Efforts to achieve an unimpeachable Cybersecurity Program are being conducted more and more by a large majority of Investment Firms yet, it’s not something that such firms will freely and candidly discuss among peer groups and/or open industry dialogues. There are several reasons for this phenomenon. First, the path to building a compliant Cybersecurity Program flows through every cross section of each Investment Firm’s enterprise – IT, HR, Compliance, Investor Relations, Legal, Accounting and even Operations and achieving this end requires those undertaking it to have a myriad of skill sets and both an understanding and appreciation for each of these otherwise unrelated functions.

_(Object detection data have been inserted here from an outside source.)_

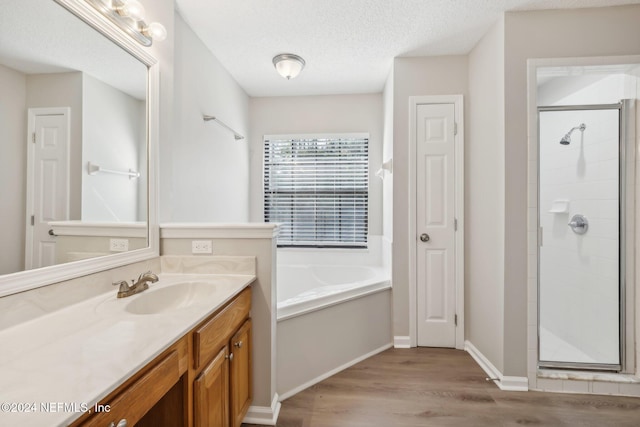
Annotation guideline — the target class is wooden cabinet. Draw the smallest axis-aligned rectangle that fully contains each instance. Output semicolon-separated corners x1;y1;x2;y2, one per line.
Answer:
72;288;252;427
229;319;253;427
193;346;229;427
73;338;189;427
193;288;252;427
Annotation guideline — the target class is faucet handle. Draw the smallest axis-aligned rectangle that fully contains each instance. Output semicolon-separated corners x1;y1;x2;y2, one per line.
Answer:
138;270;153;281
112;280;129;292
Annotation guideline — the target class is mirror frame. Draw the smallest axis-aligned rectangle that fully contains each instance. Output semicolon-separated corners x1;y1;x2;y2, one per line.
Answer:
0;0;160;297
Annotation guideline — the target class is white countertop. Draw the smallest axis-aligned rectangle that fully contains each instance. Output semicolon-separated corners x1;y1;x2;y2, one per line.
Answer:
0;274;255;427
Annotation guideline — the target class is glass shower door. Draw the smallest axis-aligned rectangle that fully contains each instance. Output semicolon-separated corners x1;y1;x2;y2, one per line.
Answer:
538;104;621;371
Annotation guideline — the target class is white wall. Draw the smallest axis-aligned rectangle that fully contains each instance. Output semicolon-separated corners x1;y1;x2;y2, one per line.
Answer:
465;19;504;371
168;15;250;222
382;68;394;271
250;94;383;235
503;5;640;376
82;74;147;222
0;65;27;274
385;56;468;337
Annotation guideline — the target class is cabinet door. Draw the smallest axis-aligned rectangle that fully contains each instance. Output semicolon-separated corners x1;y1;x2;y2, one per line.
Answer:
193;346;229;427
229;319;253;427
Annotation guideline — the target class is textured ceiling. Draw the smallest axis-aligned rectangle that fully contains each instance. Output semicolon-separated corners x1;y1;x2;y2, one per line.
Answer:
177;0;640;96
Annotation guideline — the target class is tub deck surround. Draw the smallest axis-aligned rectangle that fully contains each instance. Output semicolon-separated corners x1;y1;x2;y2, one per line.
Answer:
278;265;391;321
0;270;255;426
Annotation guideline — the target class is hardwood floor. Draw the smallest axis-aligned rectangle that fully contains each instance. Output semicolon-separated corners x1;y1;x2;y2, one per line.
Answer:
243;348;640;427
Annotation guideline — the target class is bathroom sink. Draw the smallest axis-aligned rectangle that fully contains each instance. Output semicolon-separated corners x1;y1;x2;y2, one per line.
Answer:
124;282;215;314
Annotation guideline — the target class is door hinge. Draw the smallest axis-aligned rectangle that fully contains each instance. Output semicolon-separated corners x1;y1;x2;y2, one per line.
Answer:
538;227;543;248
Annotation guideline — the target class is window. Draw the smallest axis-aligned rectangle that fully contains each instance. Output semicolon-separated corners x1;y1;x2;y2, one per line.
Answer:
264;134;369;248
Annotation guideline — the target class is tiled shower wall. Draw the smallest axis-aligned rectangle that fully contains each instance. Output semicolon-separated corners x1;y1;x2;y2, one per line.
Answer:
527;66;640;396
539;110;619;364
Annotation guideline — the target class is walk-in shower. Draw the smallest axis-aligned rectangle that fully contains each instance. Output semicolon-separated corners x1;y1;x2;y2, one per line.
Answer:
538;102;625;371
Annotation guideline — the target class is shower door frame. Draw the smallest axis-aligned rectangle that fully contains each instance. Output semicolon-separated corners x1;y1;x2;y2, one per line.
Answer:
537;100;633;372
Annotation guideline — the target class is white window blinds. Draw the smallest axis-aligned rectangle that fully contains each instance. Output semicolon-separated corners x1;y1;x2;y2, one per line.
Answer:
264;135;369;247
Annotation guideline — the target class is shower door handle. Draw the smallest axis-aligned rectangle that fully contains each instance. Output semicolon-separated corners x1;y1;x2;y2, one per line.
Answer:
568;214;589;234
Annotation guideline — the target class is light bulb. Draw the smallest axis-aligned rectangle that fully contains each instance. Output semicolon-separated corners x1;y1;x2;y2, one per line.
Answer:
143;22;167;42
118;0;145;21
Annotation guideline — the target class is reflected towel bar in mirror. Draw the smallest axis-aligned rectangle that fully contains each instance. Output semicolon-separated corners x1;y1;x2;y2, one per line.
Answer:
202;114;244;141
87;162;140;179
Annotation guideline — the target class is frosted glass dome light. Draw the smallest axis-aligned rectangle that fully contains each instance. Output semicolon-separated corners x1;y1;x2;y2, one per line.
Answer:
273;53;305;80
118;0;145;21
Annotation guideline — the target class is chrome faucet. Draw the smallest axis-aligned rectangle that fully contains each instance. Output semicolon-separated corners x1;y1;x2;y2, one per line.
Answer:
113;271;158;298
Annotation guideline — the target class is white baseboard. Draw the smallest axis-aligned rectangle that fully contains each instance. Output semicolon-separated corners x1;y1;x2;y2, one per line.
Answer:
242;393;281;426
278;343;393;402
464;341;529;391
393;335;411;348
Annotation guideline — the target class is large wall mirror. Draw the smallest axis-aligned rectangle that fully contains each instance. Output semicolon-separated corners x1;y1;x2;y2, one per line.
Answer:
0;0;158;296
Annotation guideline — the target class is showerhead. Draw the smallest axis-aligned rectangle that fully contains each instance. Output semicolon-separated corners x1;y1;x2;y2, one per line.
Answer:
560;123;587;145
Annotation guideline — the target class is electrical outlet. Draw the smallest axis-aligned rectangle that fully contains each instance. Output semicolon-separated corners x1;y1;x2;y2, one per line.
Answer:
109;239;129;252
191;240;213;254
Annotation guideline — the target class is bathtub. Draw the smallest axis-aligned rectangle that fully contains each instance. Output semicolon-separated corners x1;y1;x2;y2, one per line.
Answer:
276;241;392;400
277;264;391;320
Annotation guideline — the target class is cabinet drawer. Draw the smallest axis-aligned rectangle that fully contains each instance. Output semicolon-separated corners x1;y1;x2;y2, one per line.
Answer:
83;351;180;427
193;288;251;369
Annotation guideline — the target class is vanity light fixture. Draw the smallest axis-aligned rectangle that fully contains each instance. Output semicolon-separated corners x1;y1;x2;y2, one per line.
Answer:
86;0;167;47
273;53;306;80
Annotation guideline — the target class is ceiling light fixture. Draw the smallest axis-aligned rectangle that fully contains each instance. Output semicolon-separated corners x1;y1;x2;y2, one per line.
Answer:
87;0;167;47
273;53;305;80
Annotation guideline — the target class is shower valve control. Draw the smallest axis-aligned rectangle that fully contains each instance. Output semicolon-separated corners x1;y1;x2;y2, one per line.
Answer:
569;214;589;234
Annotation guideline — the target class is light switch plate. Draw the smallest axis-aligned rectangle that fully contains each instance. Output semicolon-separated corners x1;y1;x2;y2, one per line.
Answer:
191;240;213;254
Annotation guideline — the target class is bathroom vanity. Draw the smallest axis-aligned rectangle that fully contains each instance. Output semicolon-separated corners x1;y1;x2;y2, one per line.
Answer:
73;287;251;427
0;274;255;427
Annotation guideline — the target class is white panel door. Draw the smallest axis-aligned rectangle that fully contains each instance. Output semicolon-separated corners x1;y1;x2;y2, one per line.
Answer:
416;104;456;347
25;112;69;269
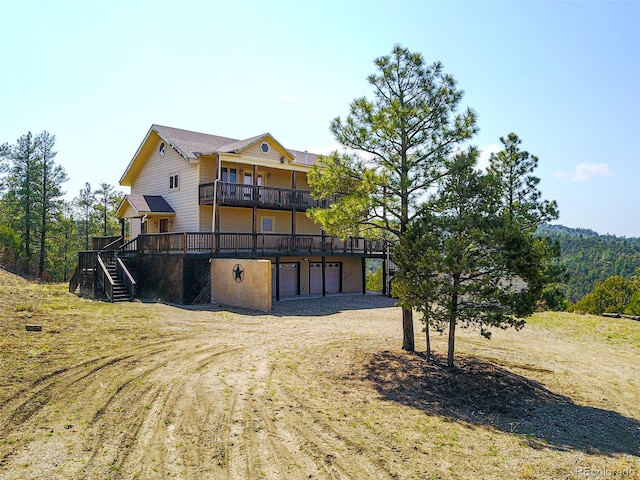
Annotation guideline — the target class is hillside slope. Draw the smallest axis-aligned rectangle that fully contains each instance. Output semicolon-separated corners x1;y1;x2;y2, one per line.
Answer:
537;225;640;302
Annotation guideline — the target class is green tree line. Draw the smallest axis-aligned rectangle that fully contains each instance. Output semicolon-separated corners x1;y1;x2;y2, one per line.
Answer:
537;225;640;303
0;131;122;281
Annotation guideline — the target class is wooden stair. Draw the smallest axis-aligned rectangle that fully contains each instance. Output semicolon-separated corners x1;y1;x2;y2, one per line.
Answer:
106;260;131;302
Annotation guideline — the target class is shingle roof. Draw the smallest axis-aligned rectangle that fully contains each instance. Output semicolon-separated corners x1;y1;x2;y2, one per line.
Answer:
125;194;175;213
152;124;237;158
151;124;318;165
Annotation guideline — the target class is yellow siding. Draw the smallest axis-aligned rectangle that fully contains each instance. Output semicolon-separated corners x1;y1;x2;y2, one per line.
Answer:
198;205;213;232
199;155;218;183
131;139;198;233
265;169;291;188
241;139;284;163
296;212;322;235
220;207;252;233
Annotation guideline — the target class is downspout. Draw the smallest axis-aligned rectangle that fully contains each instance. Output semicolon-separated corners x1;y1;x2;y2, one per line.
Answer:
211;154;222;251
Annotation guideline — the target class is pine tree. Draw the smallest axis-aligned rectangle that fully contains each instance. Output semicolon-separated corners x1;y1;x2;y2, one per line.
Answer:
35;131;67;278
309;45;477;351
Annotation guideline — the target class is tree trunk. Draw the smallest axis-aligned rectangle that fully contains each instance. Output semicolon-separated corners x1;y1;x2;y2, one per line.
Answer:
447;275;460;368
402;307;415;352
447;315;456;367
424;318;431;362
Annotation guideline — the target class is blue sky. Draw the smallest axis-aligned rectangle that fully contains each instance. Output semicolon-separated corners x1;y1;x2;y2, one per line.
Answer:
0;0;640;237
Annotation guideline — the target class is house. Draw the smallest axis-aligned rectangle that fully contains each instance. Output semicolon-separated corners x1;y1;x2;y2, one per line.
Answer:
72;125;385;312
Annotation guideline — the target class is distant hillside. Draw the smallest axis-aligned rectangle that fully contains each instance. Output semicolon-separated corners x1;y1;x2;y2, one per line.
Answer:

Not many individuals want to jump into such a varied and largely unfamiliar exercise, much less talk about it openly with peers and colleagues. Second, the law, regulation and rules pertinent to Cybersecurity in the investment management space are not exactly black-letter law or bright-line rules and its simply unclear as to what the required elements are for a given Investment Firm’s Cybersecurity Program. Third, there is a misperception among Investment Firms (and especially with Fund Managers) that it’s better not to take a deep-dive into either designing a new Cybersecurity Program or, alternatively, having it tested and assessed, due to a fear of finding deficiencies. This is a dangerous misperception based largely on fear that seems irrational when one considers the Commission’s directives that: (a) it expects Investment Firms will suffer breaches and cyber-attacks and any such event, in of itself, will not lead to a regulatory action, fine or penalty, (b) it is more interested in how such firms can demonstrate they are prepared for such breaches and ready to respond to and remediate such breaches, and (c) most importantly, periodic testing and assessments are, in of themselves, required by the regulators; better to self-discover any deficiencies and cure them voluntarily, then have the Commission make these findings and take action because of a failure to identify and remediate them.
And thus, the road for Investment Firms to develop a truly unimpeachable Cybersecurity Program is an unfamiliar one. However, an initial Cybersecurity Assessment is not only a gentle initial step but also a process that the regulators expect.